Other possible problems with the Peru-China FTA include the uncertain presence of environmental standards and mechanisms for labor protection, as well as the ambiguous terminology used to define investor firms. While a foreign firm can be considered a Chinese investor firm so long as it is controlled by Chinese capital, this definition does not hold for its Peruvian counterpart. Lastly, while it is not possible to sue China before international courts without a prior internal administrative review process, this safeguard does not apply to Peru. The absence of this mechanism for compensation and complaint underlines dangerous bargaining asymmetries that could prove highly detrimental to Peru.
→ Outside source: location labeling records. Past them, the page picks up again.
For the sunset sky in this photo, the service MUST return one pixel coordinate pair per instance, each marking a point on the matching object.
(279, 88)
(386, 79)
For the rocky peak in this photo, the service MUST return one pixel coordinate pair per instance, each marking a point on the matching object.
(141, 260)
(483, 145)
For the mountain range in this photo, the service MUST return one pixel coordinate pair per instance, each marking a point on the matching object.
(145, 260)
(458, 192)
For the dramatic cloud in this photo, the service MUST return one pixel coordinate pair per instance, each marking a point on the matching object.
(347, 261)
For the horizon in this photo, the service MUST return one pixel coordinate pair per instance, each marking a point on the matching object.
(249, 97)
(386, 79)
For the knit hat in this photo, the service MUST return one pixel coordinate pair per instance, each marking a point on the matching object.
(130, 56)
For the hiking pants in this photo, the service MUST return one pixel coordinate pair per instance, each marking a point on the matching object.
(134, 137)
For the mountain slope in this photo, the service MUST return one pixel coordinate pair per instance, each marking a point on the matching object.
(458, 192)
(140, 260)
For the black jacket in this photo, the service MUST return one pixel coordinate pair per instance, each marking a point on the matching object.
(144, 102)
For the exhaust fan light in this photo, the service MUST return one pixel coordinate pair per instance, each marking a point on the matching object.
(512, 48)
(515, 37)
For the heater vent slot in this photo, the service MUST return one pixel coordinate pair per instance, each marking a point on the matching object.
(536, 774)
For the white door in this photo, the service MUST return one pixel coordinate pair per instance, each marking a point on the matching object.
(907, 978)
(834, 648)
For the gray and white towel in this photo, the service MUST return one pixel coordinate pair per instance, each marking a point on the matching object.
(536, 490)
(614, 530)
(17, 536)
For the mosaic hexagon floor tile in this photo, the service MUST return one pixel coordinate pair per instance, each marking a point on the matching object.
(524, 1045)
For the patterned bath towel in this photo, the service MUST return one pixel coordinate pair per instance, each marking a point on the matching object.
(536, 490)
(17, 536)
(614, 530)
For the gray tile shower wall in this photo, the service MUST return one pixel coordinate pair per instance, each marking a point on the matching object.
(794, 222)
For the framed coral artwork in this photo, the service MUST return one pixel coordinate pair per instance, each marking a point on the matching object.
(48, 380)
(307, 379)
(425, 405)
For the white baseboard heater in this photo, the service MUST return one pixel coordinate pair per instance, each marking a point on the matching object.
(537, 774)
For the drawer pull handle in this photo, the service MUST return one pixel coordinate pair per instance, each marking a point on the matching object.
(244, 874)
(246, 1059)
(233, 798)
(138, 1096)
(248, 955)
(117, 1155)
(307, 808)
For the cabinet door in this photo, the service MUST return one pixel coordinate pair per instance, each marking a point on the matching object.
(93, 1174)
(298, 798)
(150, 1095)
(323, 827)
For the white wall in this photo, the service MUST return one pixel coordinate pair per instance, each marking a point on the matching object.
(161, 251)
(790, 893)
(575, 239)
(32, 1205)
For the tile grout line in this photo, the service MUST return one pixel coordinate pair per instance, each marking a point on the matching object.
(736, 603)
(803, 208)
In an FTA, there is a myriad of highly sensible areas that require space for prototypical maneuver. These include the agreement’s impact on agriculture (due to FTA co-existence with pre-existing subsidies and domestic agricultural aid), the protection of traditional and native knowledge of folk medicine, and access to unique genetic resources. In addition, rights to intellectual property, norms and standards for the protection of labor laws and of the environment, and asymmetries in negotiation are also among factors requiring attention. In the case of the Peru-USA FTA, these areas of concern were addressed by establishing a commission for the “Strengthening of Commercial Capacities” whose objective was to compensate those industries that have difficulties adapting to an increasingly open market. This commission has the power to implement necessary mechanisms of cooperation in order to support the compensation process and theoretically yields a considerable amount of power and authority to the Peruvian government. Through this body, Peru is able to broker compromises and demand compensation. However, the fact that these built-in feedback and compensation mechanisms are in place is not sufficient to defend Peruvian interests. It is the responsibility of the Peruvian government to actively demand compensation from this commission.
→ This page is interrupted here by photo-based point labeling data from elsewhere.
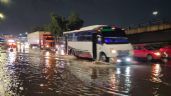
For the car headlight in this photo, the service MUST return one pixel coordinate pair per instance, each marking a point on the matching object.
(113, 51)
(128, 59)
(157, 53)
(118, 60)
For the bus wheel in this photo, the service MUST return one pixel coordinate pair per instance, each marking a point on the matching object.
(103, 58)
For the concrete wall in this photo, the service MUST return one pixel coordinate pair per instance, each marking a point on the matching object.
(156, 36)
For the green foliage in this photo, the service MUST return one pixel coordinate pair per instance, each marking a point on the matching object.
(74, 22)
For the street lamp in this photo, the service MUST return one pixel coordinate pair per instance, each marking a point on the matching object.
(2, 16)
(155, 13)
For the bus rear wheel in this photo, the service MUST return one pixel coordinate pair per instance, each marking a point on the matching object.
(103, 58)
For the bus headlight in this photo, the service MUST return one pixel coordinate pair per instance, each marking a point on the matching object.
(157, 53)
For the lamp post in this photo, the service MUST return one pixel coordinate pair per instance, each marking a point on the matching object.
(155, 13)
(2, 16)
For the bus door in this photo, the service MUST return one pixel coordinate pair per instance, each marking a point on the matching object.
(94, 45)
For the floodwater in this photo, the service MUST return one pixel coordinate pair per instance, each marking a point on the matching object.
(44, 73)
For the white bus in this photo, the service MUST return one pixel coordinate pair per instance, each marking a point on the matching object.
(100, 42)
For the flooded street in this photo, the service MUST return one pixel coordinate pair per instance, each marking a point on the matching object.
(45, 73)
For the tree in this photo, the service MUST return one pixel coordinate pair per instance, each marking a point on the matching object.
(74, 22)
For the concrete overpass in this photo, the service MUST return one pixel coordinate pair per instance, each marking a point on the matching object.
(160, 32)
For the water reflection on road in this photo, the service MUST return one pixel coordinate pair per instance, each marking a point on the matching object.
(43, 73)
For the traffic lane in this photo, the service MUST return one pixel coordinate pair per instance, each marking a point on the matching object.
(140, 79)
(36, 74)
(42, 73)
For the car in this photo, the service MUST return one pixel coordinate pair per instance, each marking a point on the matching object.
(166, 50)
(149, 52)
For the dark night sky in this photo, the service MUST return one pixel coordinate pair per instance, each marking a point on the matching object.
(22, 15)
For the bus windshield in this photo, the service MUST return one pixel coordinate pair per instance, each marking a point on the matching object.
(116, 40)
(116, 36)
(114, 33)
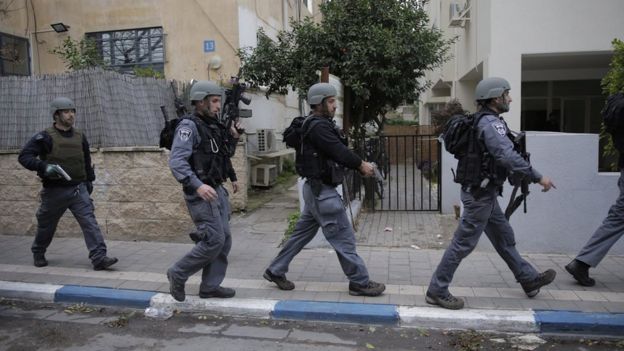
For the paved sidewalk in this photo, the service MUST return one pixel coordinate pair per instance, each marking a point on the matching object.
(483, 279)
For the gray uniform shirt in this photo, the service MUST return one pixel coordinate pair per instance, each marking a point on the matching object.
(186, 138)
(493, 132)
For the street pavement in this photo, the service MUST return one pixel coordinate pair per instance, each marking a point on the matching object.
(396, 254)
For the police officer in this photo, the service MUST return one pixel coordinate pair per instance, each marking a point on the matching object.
(65, 146)
(320, 161)
(612, 227)
(481, 209)
(200, 161)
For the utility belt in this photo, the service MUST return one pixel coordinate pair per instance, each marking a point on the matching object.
(316, 184)
(190, 191)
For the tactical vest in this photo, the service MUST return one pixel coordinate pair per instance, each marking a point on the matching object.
(210, 159)
(67, 153)
(313, 164)
(478, 168)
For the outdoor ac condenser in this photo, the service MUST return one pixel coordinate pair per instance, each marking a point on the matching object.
(266, 140)
(263, 175)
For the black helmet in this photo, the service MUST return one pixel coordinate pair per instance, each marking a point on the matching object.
(204, 88)
(490, 88)
(320, 91)
(61, 103)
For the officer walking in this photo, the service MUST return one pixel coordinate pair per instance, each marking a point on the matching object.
(61, 149)
(481, 209)
(612, 227)
(200, 161)
(320, 161)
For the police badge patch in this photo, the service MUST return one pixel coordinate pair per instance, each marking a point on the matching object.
(184, 133)
(500, 128)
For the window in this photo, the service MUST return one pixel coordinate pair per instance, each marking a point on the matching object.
(126, 49)
(14, 56)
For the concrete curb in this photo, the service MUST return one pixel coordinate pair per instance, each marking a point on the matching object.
(526, 321)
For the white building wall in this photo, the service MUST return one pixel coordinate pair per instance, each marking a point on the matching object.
(499, 32)
(563, 219)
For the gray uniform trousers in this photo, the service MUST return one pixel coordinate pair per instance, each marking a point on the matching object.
(54, 202)
(327, 211)
(210, 254)
(609, 232)
(482, 213)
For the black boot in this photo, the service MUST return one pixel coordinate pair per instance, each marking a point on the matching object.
(532, 288)
(580, 272)
(105, 263)
(40, 260)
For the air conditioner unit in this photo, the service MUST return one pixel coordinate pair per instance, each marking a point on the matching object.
(263, 175)
(454, 11)
(458, 15)
(266, 140)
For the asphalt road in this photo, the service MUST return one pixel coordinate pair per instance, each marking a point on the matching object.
(35, 326)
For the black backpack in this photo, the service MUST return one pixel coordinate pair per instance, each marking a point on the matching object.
(168, 132)
(293, 135)
(613, 119)
(460, 136)
(458, 131)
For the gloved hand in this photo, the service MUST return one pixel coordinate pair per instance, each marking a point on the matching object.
(51, 171)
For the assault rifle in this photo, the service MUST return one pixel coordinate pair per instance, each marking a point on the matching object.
(521, 182)
(231, 112)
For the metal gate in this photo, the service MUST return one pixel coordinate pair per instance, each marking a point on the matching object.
(409, 168)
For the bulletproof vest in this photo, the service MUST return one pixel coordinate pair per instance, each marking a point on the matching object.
(478, 164)
(311, 163)
(67, 153)
(210, 159)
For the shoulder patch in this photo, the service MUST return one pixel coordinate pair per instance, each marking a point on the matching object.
(499, 127)
(185, 133)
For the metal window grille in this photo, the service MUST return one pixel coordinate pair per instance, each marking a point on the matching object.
(125, 50)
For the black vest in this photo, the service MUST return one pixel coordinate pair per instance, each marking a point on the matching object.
(314, 164)
(67, 152)
(210, 159)
(478, 164)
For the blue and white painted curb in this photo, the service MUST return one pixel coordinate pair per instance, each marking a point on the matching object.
(379, 314)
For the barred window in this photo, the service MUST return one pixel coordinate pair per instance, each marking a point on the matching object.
(14, 56)
(126, 49)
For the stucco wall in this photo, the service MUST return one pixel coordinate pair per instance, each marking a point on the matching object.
(135, 196)
(563, 219)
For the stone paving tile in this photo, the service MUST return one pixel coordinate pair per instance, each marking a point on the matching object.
(327, 296)
(462, 291)
(486, 292)
(590, 296)
(564, 295)
(345, 297)
(534, 304)
(411, 290)
(613, 297)
(403, 300)
(480, 302)
(134, 285)
(613, 307)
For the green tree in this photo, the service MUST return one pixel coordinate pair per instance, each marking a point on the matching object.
(613, 82)
(380, 49)
(78, 54)
(148, 72)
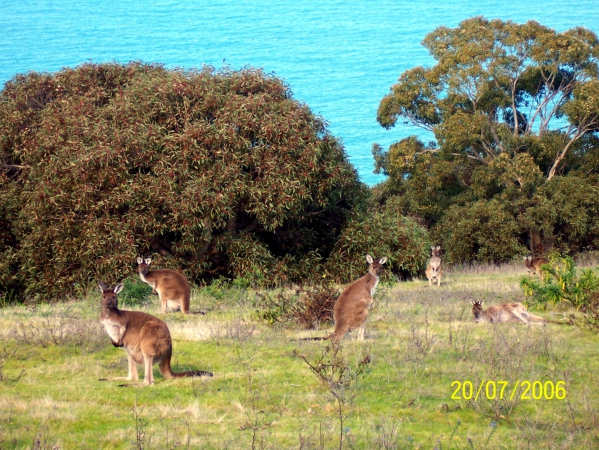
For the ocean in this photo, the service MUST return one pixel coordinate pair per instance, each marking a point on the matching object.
(338, 57)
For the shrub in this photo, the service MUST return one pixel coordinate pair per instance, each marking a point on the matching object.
(564, 284)
(482, 231)
(384, 233)
(135, 292)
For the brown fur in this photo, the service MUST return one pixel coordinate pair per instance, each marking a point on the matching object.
(351, 309)
(434, 269)
(533, 266)
(171, 286)
(508, 313)
(145, 338)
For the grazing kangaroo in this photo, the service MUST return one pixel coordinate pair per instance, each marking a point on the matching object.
(145, 338)
(533, 266)
(351, 308)
(434, 270)
(171, 286)
(511, 312)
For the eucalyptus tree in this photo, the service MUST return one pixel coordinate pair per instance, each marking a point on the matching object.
(511, 107)
(215, 172)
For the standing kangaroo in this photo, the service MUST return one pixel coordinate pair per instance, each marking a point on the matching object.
(533, 266)
(434, 270)
(145, 338)
(171, 286)
(351, 308)
(511, 312)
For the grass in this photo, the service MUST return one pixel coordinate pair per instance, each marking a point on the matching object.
(419, 340)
Peru cannot shy away from future growth, but it must also be wary of FTAs that lack adequate compensation and complaint mechanisms. It is through such vehicles that Peru will be able to defend itself from threats to its autonomy and sustainability, such as biopiracy, infringement of environmental protection regulations, and of labor laws.
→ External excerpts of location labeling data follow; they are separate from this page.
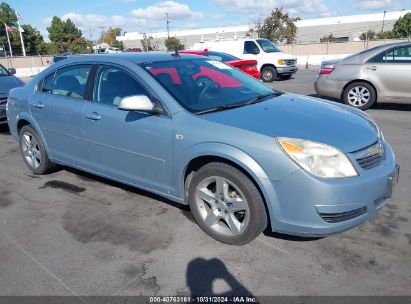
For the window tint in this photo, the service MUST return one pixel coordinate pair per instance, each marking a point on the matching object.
(3, 71)
(399, 55)
(113, 84)
(47, 84)
(250, 48)
(221, 56)
(71, 81)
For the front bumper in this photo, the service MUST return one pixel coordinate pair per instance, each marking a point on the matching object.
(286, 70)
(304, 205)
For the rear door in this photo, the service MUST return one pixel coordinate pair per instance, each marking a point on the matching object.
(57, 107)
(390, 72)
(135, 147)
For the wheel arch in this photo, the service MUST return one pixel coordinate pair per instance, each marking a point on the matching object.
(23, 120)
(360, 80)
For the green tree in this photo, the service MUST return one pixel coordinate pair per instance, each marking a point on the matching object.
(402, 27)
(66, 37)
(277, 27)
(172, 43)
(109, 36)
(370, 34)
(149, 44)
(33, 40)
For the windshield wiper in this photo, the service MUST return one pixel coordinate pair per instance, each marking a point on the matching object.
(220, 108)
(257, 99)
(260, 98)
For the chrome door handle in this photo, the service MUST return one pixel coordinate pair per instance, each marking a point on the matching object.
(93, 116)
(38, 105)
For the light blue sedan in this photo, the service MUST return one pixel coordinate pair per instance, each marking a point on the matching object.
(242, 155)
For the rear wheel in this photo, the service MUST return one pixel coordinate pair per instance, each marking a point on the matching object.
(226, 204)
(33, 151)
(268, 74)
(360, 95)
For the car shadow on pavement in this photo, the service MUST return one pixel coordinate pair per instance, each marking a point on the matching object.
(202, 273)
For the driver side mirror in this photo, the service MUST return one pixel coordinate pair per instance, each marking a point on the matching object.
(138, 103)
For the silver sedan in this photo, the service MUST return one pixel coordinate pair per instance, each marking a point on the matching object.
(379, 74)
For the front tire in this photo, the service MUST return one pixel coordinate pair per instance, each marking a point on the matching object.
(33, 151)
(226, 204)
(268, 74)
(360, 95)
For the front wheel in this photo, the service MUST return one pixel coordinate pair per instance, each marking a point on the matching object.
(226, 204)
(268, 74)
(33, 151)
(360, 95)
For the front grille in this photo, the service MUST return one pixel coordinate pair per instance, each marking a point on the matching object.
(290, 61)
(343, 216)
(370, 161)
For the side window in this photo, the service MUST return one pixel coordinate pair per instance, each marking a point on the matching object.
(47, 83)
(399, 55)
(113, 84)
(71, 81)
(251, 48)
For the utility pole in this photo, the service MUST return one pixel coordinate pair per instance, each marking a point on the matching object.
(168, 24)
(383, 21)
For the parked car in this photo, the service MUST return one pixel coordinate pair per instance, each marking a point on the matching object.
(247, 66)
(238, 152)
(7, 82)
(272, 63)
(379, 74)
(135, 50)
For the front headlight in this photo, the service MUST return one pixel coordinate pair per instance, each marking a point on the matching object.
(319, 159)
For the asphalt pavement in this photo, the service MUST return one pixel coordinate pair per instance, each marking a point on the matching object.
(72, 233)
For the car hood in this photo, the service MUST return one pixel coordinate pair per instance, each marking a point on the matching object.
(7, 83)
(302, 117)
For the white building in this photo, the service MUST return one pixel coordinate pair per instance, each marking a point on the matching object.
(344, 28)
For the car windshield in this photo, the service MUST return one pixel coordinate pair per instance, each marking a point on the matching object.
(3, 71)
(204, 85)
(267, 46)
(221, 56)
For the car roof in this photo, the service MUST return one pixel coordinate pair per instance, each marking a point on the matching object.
(129, 56)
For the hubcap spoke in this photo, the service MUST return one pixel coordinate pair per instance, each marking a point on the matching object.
(211, 219)
(206, 195)
(233, 223)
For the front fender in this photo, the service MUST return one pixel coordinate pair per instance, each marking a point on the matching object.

After finalizing the agreement with China, Peru has continued FTA talks with Japan, South Korea, Central America, and the Dominican Republic and has explored the Trans-Pacific Strategic Economic Partnership Agreement, which includes Chile, New Zealand, Singapore, and others. In this context of propelling the economy toward openness in order to maintain high GDP growth levels, Peru must continue to defend its economic independence by astutely demanding and making use of complaint and compensation mechanisms for the aforementioned reasons. Ultimately, ensuring sustainability translates into safeguarding Peruvian access to markets and natural resources, without which it might not fully remain fully independent in a world where natural resources, priceless knowledge, and limited commodities are essential to sustained economic growth.